Należy zaznaczyć, że artykuł 264a Kodeksu karnego zakłada, że przestępstwo to może być popełnione wyłącznie w celu „osiągnięcia korzyści majątkowej lub osobistej”. Umożliwianie lub ułatwianie niezgodnego z prawem pobytu, bez zamiaru osiągnięcia celu, jakim jest korzyść majątkowa lub osobista, nie jest zabronione. Może tu chodzić o odniesienie korzyści przez osobę popełniającą przestępstwo lub inną osobę, ale trudno jest zgodzić się z tym, że tą inną osobą mógłby być sam migrant, który otrzymuje pomoc humanitarną. W takim przypadku każde udzielenie pomocy osobie migrującej stanowiłoby przestępstwo i treść tego przepisu nie miałaby sensu.

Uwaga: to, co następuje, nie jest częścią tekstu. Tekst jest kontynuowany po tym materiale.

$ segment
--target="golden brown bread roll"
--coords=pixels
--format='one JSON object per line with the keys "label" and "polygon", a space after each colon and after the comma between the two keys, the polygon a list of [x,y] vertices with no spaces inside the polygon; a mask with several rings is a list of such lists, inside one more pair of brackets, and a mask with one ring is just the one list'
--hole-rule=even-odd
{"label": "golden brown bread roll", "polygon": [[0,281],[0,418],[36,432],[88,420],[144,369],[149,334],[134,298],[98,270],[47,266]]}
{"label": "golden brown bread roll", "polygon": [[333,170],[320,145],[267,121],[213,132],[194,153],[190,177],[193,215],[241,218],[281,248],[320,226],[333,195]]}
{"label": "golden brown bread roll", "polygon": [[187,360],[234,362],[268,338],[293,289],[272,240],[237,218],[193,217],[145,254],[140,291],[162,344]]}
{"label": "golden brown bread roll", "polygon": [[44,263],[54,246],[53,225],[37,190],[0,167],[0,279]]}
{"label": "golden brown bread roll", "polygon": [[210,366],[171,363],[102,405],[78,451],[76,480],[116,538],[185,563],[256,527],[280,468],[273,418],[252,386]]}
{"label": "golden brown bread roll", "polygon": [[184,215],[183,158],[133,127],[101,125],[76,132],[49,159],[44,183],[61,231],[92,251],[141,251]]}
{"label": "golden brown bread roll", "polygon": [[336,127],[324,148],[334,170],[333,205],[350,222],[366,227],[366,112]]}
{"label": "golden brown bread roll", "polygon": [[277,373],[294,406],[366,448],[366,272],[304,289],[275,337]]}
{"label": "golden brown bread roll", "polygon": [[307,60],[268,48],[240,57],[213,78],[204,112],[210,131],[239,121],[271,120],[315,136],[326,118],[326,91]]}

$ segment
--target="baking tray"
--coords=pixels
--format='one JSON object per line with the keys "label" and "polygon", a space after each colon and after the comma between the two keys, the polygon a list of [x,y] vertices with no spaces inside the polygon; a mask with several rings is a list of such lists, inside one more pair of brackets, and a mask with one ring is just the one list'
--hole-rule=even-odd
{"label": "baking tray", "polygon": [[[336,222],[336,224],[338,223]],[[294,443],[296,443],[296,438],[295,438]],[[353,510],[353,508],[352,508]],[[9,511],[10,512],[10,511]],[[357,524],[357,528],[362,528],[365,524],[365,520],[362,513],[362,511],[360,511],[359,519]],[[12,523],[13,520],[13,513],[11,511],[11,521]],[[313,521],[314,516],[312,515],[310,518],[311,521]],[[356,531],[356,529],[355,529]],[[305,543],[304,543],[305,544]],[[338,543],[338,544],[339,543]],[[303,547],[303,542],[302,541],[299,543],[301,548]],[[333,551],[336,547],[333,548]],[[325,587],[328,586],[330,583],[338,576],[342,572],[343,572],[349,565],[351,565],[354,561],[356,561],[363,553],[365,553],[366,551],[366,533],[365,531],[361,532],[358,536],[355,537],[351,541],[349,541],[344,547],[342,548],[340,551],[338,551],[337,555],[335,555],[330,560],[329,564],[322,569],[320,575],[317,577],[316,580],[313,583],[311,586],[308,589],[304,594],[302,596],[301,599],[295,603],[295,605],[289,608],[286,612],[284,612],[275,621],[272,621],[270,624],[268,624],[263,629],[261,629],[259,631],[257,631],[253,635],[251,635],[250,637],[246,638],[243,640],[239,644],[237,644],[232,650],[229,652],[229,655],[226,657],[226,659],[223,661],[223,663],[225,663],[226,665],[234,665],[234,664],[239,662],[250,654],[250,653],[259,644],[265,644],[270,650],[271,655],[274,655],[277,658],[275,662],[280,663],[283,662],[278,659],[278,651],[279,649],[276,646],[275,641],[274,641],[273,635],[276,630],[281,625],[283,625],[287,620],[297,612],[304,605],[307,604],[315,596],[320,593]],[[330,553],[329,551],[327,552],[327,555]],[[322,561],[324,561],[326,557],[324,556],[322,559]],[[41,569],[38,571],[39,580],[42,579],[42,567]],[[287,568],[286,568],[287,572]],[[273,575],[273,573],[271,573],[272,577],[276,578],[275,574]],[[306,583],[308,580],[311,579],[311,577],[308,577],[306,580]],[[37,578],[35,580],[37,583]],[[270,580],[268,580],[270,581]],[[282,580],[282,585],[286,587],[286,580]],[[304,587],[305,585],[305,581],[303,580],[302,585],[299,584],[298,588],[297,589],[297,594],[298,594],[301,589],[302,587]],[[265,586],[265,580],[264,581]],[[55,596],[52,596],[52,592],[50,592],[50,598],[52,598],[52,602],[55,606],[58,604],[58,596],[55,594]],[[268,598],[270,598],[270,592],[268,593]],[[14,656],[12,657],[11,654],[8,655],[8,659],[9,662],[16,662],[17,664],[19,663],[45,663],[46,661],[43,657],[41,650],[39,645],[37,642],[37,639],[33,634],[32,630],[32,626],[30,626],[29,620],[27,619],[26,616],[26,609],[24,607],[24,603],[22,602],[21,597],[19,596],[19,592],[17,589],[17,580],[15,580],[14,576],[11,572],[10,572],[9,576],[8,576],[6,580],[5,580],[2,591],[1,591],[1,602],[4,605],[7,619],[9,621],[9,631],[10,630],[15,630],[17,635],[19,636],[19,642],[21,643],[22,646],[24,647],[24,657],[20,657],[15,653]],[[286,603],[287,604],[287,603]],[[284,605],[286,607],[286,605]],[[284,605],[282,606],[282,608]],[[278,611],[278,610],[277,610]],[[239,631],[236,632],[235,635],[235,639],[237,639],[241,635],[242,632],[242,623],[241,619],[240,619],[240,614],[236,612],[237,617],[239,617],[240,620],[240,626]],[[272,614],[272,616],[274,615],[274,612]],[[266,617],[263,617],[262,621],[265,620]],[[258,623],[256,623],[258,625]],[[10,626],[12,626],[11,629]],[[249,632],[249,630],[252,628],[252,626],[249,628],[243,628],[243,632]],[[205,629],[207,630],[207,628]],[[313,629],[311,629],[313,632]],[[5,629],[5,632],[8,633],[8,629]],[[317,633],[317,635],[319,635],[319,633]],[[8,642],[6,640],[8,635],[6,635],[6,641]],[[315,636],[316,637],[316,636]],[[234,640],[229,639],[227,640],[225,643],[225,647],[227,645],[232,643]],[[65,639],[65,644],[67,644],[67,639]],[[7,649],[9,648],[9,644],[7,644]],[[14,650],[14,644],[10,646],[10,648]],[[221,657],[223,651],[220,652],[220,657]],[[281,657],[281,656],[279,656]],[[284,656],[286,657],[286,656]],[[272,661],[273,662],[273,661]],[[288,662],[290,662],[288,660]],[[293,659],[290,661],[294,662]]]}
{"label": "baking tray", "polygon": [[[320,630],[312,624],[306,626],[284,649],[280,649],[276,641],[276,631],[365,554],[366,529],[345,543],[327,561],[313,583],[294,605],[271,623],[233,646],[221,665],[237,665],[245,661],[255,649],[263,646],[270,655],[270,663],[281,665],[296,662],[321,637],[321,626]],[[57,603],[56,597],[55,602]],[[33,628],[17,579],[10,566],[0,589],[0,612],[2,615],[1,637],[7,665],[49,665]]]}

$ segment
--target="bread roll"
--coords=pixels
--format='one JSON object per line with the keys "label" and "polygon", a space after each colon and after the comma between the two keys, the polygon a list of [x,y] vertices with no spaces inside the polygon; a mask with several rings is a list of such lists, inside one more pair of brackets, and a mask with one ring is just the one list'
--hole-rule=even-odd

Pomaganie jest legalne HFPC stoi na stanowisku, że udzielanie pomocy humanitarnej nie stanowi przestępstwa. Bezinteresowne udzielenie pomocy osobom będącym w stanie zagrożenia zdrowia lub życia stanowi moralny obowiązek i zasługuje na pochwałę, a nie represję karną. Tymczasem, pomimo że obecnie obowiązujące przepisy karne nie kryminalizują pomocy humanitarnej niesionej na polsko-białoruskiej granicy, dochodzi jednak do przypadków nękania i stawiania zarzutów karnych zaangażowanym w tę pomoc aktywistom i aktywistkom oraz mieszkankom i mieszkańcom Podlasia. Tego typu działania są podejmowane mimo deklaracji przedstawicieli władzy o konieczności zaprzestania stosowania represji względem osób niosących pomoc.

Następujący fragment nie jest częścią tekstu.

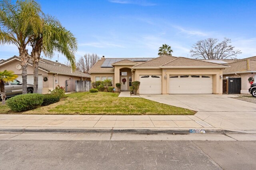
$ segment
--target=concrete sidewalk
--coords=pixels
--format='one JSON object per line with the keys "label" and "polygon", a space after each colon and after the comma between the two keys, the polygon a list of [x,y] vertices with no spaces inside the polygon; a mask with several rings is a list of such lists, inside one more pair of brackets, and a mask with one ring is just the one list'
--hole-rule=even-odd
{"label": "concrete sidewalk", "polygon": [[248,132],[228,127],[212,126],[193,115],[0,115],[2,131],[188,133],[189,129],[197,129],[210,133]]}

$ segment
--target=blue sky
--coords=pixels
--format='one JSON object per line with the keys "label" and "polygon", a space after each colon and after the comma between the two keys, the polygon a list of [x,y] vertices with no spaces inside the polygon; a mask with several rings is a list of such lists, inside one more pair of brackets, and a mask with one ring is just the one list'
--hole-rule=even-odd
{"label": "blue sky", "polygon": [[[238,58],[256,55],[255,0],[38,2],[45,13],[56,16],[75,34],[78,59],[86,53],[106,57],[154,57],[164,43],[171,46],[173,55],[189,57],[197,41],[224,37],[242,51]],[[18,55],[17,47],[11,45],[0,47],[0,59]],[[60,61],[66,60],[60,54]]]}

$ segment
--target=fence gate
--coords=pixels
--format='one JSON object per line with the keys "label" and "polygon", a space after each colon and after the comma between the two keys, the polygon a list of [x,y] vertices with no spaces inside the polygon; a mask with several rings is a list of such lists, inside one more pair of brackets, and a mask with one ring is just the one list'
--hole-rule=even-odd
{"label": "fence gate", "polygon": [[65,91],[68,92],[69,91],[74,91],[76,89],[74,84],[73,79],[66,80],[65,86]]}
{"label": "fence gate", "polygon": [[228,94],[241,93],[241,77],[228,78]]}
{"label": "fence gate", "polygon": [[91,87],[91,81],[76,80],[76,92],[89,91]]}
{"label": "fence gate", "polygon": [[222,93],[223,94],[228,94],[228,81],[227,79],[224,79],[222,81]]}

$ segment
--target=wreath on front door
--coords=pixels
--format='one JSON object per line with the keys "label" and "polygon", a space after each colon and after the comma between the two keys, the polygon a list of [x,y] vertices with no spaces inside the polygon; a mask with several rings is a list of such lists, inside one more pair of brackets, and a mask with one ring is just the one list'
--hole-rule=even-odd
{"label": "wreath on front door", "polygon": [[124,84],[125,84],[125,82],[126,82],[126,79],[125,78],[124,78],[122,80],[122,81],[123,82],[123,83],[124,83]]}
{"label": "wreath on front door", "polygon": [[249,83],[251,83],[251,84],[252,84],[254,81],[254,79],[253,78],[253,77],[249,77],[249,79],[248,79],[248,81],[249,81]]}

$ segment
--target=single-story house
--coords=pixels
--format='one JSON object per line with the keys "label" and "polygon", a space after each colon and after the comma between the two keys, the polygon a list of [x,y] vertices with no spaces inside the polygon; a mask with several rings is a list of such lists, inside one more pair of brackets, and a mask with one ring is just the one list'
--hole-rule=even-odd
{"label": "single-story house", "polygon": [[[38,65],[38,93],[47,93],[49,90],[53,90],[58,85],[65,87],[66,80],[69,81],[69,89],[73,90],[75,80],[90,80],[90,75],[76,70],[73,71],[70,67],[58,62],[41,58]],[[31,59],[28,61],[27,69],[28,83],[33,84],[33,68]],[[22,82],[20,60],[18,57],[14,56],[5,60],[1,60],[0,70],[6,69],[14,71],[14,73],[18,76],[17,79]]]}
{"label": "single-story house", "polygon": [[143,94],[222,93],[222,72],[229,66],[183,57],[101,58],[91,69],[91,80],[106,79],[129,90],[132,81],[140,82]]}
{"label": "single-story house", "polygon": [[256,56],[234,60],[227,64],[230,67],[223,70],[224,79],[240,77],[241,84],[239,85],[241,87],[240,93],[249,94],[248,89],[251,84],[248,79],[252,77],[254,79],[254,83],[256,82]]}

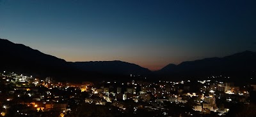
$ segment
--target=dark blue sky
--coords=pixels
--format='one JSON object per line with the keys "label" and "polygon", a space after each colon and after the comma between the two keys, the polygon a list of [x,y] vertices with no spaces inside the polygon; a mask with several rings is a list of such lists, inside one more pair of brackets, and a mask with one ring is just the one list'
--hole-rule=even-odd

„Trudno było mi uwierzyć, o co jestem oskarżana, nie sądziłam, że istnieje taki przepis, który mówi, że przekazanie drugiej osobie jedzenia, picia, ubrań i lekarstw jest karalne. Gdyby ktoś mi o tym powiedział, nie uwierzyłabym w to. A jednak teraz czeka mnie sprawa w sądzie i może nawet wyrok za to, że udzieliłam ludziom pomocy, że chciałam zabrać z lasu rodzinę z dziećmi. Polskie państwo mnie teraz za to ściga i mam wrażenie, że jesteśmy tutaj wszyscy kozłem ofiarnym, podczas gdy służby państwa wydały już wiele miliardów na rzekomą ochronę granicy, ale nie potrafiły rozbić szajek przemytniczych i nie potrafiły rozwiązać kryzysu humanitarnego” – mówi oskarżona mieszkanka Podlasia.

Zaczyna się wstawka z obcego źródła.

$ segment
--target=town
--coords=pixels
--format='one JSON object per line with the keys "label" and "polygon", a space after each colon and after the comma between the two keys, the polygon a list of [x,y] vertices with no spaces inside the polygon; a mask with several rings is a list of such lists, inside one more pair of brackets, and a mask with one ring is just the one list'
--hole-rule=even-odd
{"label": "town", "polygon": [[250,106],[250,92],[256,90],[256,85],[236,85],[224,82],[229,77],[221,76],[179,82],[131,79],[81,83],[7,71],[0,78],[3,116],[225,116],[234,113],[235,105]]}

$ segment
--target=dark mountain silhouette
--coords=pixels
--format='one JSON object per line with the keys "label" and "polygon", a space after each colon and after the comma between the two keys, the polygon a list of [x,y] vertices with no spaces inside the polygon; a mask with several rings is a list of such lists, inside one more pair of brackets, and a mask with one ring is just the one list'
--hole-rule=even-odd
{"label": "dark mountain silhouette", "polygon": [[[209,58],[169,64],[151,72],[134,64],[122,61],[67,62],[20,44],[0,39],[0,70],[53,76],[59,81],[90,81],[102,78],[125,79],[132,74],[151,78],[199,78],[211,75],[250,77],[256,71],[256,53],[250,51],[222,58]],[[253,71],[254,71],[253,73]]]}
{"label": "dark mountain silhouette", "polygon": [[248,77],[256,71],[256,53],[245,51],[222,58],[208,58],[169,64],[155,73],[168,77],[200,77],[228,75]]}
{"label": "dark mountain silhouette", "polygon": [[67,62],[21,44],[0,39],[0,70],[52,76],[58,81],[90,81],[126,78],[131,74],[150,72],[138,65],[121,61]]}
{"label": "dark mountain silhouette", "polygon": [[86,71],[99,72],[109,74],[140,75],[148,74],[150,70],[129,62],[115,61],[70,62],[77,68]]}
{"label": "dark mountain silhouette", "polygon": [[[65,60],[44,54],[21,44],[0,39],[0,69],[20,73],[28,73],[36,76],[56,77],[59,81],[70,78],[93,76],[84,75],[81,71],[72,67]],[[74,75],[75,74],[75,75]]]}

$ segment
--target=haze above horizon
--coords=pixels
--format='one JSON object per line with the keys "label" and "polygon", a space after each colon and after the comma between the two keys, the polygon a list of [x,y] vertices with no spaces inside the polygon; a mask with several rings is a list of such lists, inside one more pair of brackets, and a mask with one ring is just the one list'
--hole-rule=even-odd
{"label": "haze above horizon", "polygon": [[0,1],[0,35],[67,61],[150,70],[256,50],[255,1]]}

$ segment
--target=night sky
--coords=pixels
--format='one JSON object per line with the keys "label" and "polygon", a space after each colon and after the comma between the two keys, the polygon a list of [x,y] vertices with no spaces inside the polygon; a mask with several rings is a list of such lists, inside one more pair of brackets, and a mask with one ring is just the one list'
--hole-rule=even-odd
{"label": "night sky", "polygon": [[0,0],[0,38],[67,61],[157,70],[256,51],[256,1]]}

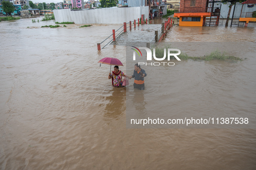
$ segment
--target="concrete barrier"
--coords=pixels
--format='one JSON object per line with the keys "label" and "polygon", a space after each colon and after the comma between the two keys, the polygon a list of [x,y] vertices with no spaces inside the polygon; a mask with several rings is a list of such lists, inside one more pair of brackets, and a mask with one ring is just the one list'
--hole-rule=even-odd
{"label": "concrete barrier", "polygon": [[145,15],[148,19],[149,6],[106,8],[91,10],[54,10],[56,22],[75,24],[121,24]]}

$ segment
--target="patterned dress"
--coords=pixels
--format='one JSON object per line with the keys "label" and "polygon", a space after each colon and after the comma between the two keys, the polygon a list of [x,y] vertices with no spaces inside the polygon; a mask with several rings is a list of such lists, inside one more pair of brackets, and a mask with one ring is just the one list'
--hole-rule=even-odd
{"label": "patterned dress", "polygon": [[122,71],[119,70],[117,74],[113,71],[111,72],[110,76],[112,77],[112,85],[115,87],[121,86],[123,84],[122,76],[125,76],[125,74]]}

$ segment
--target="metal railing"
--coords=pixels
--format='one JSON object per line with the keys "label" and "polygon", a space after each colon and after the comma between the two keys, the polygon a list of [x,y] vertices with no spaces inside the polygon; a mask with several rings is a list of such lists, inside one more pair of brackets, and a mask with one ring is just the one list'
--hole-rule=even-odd
{"label": "metal railing", "polygon": [[[117,31],[115,31],[115,33],[116,32],[117,32],[117,31],[119,30],[120,30],[120,29],[121,28],[122,28],[123,27],[123,25],[124,25],[124,25],[122,25],[122,26],[121,26],[121,27],[120,27],[119,28],[118,28],[118,29],[117,29]],[[117,38],[117,36],[118,36],[118,35],[120,35],[120,34],[121,33],[122,33],[122,31],[123,31],[124,30],[124,29],[123,29],[123,30],[122,30],[122,31],[120,31],[120,32],[119,33],[119,34],[118,34],[117,35],[117,36],[116,36],[116,38]],[[110,35],[110,36],[109,36],[108,38],[106,38],[106,39],[105,39],[104,40],[104,41],[103,41],[101,42],[100,43],[100,44],[102,44],[102,43],[103,43],[103,42],[105,41],[106,40],[107,40],[107,39],[108,38],[109,38],[110,37],[111,37],[111,36],[112,36],[112,35],[113,35],[113,34],[114,34],[114,33],[113,33],[112,34],[111,34],[111,35]],[[112,42],[112,41],[113,41],[113,40],[114,39],[114,38],[113,38],[113,39],[112,39],[112,40],[110,40],[110,41],[109,41],[109,42],[108,42],[108,43],[107,43],[107,44],[105,45],[104,46],[104,47],[102,47],[102,48],[104,48],[104,47],[106,47],[106,46],[107,46],[107,44],[109,44],[109,43],[110,43],[111,42]]]}
{"label": "metal railing", "polygon": [[[144,16],[143,15],[142,15],[142,18],[144,18]],[[131,27],[133,26],[134,26],[134,28],[135,28],[136,26],[136,24],[137,23],[138,23],[138,26],[139,26],[139,19],[138,19],[138,22],[136,22],[136,19],[134,19],[134,20],[135,22],[133,22],[133,22],[132,22],[132,21],[130,21],[130,22],[124,22],[124,24],[122,25],[119,28],[118,28],[117,31],[115,31],[114,30],[113,30],[113,31],[114,31],[114,32],[113,32],[113,33],[112,34],[111,34],[111,35],[110,35],[108,38],[106,38],[105,40],[104,40],[102,42],[101,42],[100,43],[97,43],[97,48],[98,48],[98,50],[100,50],[100,44],[102,44],[103,42],[104,42],[106,40],[107,40],[107,39],[108,39],[111,36],[113,35],[113,38],[111,40],[110,40],[110,41],[109,41],[107,44],[105,45],[105,46],[104,46],[104,47],[102,47],[102,48],[104,48],[104,47],[106,47],[107,45],[108,45],[108,44],[109,44],[110,43],[111,43],[111,42],[112,42],[113,41],[115,41],[115,39],[116,38],[117,38],[118,36],[119,36],[122,32],[123,31],[124,31],[123,32],[126,32],[127,31],[127,28],[130,28],[130,30],[131,30]],[[144,21],[144,20],[143,20]],[[145,24],[145,23],[147,24],[147,19],[145,20],[145,21],[146,21],[146,22],[143,22],[144,23],[142,23],[142,24]],[[140,22],[141,22],[141,21]],[[133,25],[132,25],[132,22],[133,22]],[[126,25],[127,25],[127,24],[129,24],[129,25],[128,25],[128,26],[126,26]],[[115,35],[115,33],[116,32],[117,32],[117,31],[118,30],[119,30],[120,29],[121,29],[121,28],[122,28],[123,27],[124,28],[120,31],[120,32],[119,32],[119,33],[118,33],[118,34],[117,34],[117,35],[116,36]],[[128,30],[129,29],[128,29]]]}

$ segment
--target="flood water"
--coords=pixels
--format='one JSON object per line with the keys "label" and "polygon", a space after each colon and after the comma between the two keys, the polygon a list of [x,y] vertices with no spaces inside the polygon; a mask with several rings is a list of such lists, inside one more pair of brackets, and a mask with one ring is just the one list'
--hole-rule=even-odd
{"label": "flood water", "polygon": [[[255,119],[253,25],[173,27],[165,42],[238,42],[238,49],[227,43],[231,49],[227,50],[241,55],[235,52],[247,51],[241,57],[244,60],[182,61],[173,67],[173,81],[167,82],[173,88],[160,79],[164,85],[161,90],[156,88],[149,74],[145,78],[146,90],[141,92],[133,89],[133,80],[126,88],[113,88],[107,78],[110,67],[97,63],[105,57],[118,58],[124,65],[120,69],[126,73],[125,45],[117,42],[100,51],[97,47],[122,24],[40,28],[49,25],[55,25],[54,21],[0,22],[1,169],[256,168],[254,120],[250,129],[129,129],[126,103],[126,92],[130,96],[138,92],[133,101],[138,110],[154,109],[148,104],[154,100],[164,101],[159,106],[173,106],[170,113],[173,115],[215,111],[229,117],[238,110]],[[148,34],[159,28],[150,25],[132,30],[136,35],[127,33],[120,38],[150,40]],[[166,69],[146,71],[154,76],[166,72]],[[151,98],[159,91],[160,95]]]}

„Nasza sprawa jest elementem szerszej polityki, której celem jest odstraszanie tych, którzy decydują się na walkę o godne życie poprzez migrację i tych, którzy udzielają im pomocy humanitarnej. Podobnie jak w innych państwach Unii Europejskiej, również w Polsce wspieranie osób w drodze jest kryminalizowane. Jeśli akceptujemy fakt, że obciąża się karnie podstawową pomoc dla osób, którym państwa polskie i białoruskie mają do zaoferowania wyłącznie przemoc, to powinniśmy poważnie przemyśleć, gdzie na mapie ideologii politycznych znajdujemy się jako społeczeństwo” – mówi jedna z oskarżonych osób.
HFPC wspólnie z Kolektywem Szpila zapewnia wsparcie prawne osobom zaangażowanym w niesienie pomocy humanitarnej na pograniczu polsko-białoruskim. Obrońcą oskarżonych jest adw. Radosław Baszuk.